Aside from the FA 4 06 and FA 4 08 cartridges, which are not .45 ACP case types, but rather both the 1906 case type, Frankford’s serial production seems to have started in September 1911 (F A 9 11) and ended in 1956. The last known FA .45 round to show the month of production on it was 10 17 (October 1917).
The last known Peters headstamp was from 1927.
Maxim only made .45 ammo for a short time (possible even that subcontracted out) with the earliest known date of 5 17 and the highest known date of 10 17. Headstamps with no month, just the year “17” are known with the date offset, as with a bunter that has had the month ground off of it, and with the date centered.
The earliest U.S.C.Co. date known is 3 13. The latest with month 7 17 and the then without month in 17 and 18.
Winchester used the headstamp “W” during WWI and headstamps of 17 and 18 are known. There was also a small lot headstamped “W.R.A.Co. 18”, very rare today, where a .30-06 bunter was used to stamp the headstamp. They resurrected the “W” headstamp in the years 1938-1940 on ammunition made for China, and perhaps other countries. They are very scarce as well.
Regarding the WCC headstamp, the earliest use of which was in 1941 with “WCC 41”, I do not know exactly what year it ceased to represent the Western Cartridge Company and became representative of the Wincherster Cartridge Company (Olin). The headstamp appeared in WWII with dates 41, 42 and 43. It was resurrected during the Korean War with dates of 51, 52 and 53, and continued on with the date 54 with dates as high as 99 (1999) known, although some dates from the year 1956 to 1999 are missing.
The first use of “RA” on .45 is R A 41 and continued with the years 42, 43. 4 (the single digit representing 1944 - ground bunters for economy purposes) and 45. There si also a “R • A 42” headstamp with dot representing a different case-drawing process.
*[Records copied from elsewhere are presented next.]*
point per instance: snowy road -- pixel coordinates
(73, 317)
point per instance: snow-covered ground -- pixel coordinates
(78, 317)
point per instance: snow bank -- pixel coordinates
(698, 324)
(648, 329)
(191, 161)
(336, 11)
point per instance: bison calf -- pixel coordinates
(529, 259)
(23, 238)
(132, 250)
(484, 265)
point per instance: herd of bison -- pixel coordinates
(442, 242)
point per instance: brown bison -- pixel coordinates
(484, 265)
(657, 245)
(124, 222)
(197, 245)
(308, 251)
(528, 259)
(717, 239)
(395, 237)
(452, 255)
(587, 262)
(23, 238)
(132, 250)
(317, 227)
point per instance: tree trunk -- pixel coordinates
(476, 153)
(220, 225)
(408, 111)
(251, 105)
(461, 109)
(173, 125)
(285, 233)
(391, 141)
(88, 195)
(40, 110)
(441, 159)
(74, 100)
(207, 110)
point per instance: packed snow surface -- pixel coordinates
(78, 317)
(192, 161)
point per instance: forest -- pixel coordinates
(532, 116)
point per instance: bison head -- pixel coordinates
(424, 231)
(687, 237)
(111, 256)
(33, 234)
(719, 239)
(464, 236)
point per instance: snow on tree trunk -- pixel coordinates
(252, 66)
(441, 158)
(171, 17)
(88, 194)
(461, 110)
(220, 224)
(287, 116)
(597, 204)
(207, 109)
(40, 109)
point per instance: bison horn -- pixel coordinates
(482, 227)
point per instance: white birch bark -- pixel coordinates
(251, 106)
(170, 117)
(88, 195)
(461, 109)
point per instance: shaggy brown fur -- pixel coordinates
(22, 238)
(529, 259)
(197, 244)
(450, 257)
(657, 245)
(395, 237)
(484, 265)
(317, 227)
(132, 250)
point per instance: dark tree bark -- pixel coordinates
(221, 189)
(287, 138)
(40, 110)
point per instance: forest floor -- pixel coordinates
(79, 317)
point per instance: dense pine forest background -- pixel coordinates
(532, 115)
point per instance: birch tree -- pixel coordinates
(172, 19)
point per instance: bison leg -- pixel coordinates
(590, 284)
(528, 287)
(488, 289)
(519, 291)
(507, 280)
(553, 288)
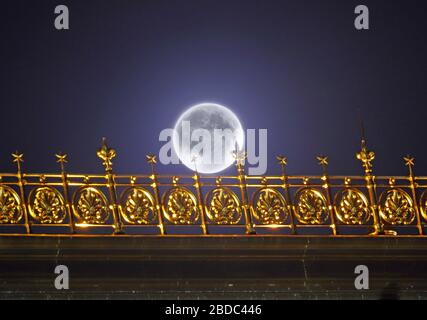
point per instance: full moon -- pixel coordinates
(205, 137)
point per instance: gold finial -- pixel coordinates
(365, 156)
(409, 161)
(175, 180)
(106, 154)
(240, 157)
(42, 179)
(61, 158)
(18, 157)
(151, 158)
(323, 161)
(283, 161)
(194, 159)
(347, 181)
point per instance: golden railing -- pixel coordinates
(110, 203)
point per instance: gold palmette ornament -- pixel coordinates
(240, 157)
(106, 154)
(367, 157)
(283, 162)
(198, 186)
(61, 158)
(83, 202)
(18, 158)
(151, 160)
(323, 162)
(410, 163)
There was not dated “RA” production between 1945 and 1952, and then 52 and 53 dates are known. After that, the next known date is 60 with the last known date for the “R A ##” headstamp being R A 6 9. There is a headstamp “+ RA 70” probably made with a 7.62 NATO bunter (the “+” I thyped represents the NATO Mark of a cross within a circle, which I cannot reproduce here). In the WWI period Remington used the REM-UMC headstamp with dates know of 2-13, 17, 18 and 19.
I cannot mate headstamps to lot numbers on boxes. Someone else will have to do that. In my own collection, I do not collect dates on headstamps, only one of each style, and in boxes, I collect only physical and visual differences in the boxes, not every lot number.
Headstamps with the word “MATCH” or the initials “NM” were not considered in the above compilation.
Federal did not start producing .45 ammunition with military headstamp until 1953, so I did not consider them either. However, I might as well mention that they produced date rounds with the “FC” headstamp in the years 53, 54, 5 (representing 1955), 60-65, and again from 96-99. although that group include the caliber of “45 AUTO” on the headstamp and were probably actually made as Federal’s “Generic” (lower priced) offering on the civilian market.
Hope this is of some help, and not too confusing. The information was taken from my own collection, and then, for the major part, from the wonderful list of known .45 auto headstamps put out by Butch Daubner, the one used being dated August 20, 2009.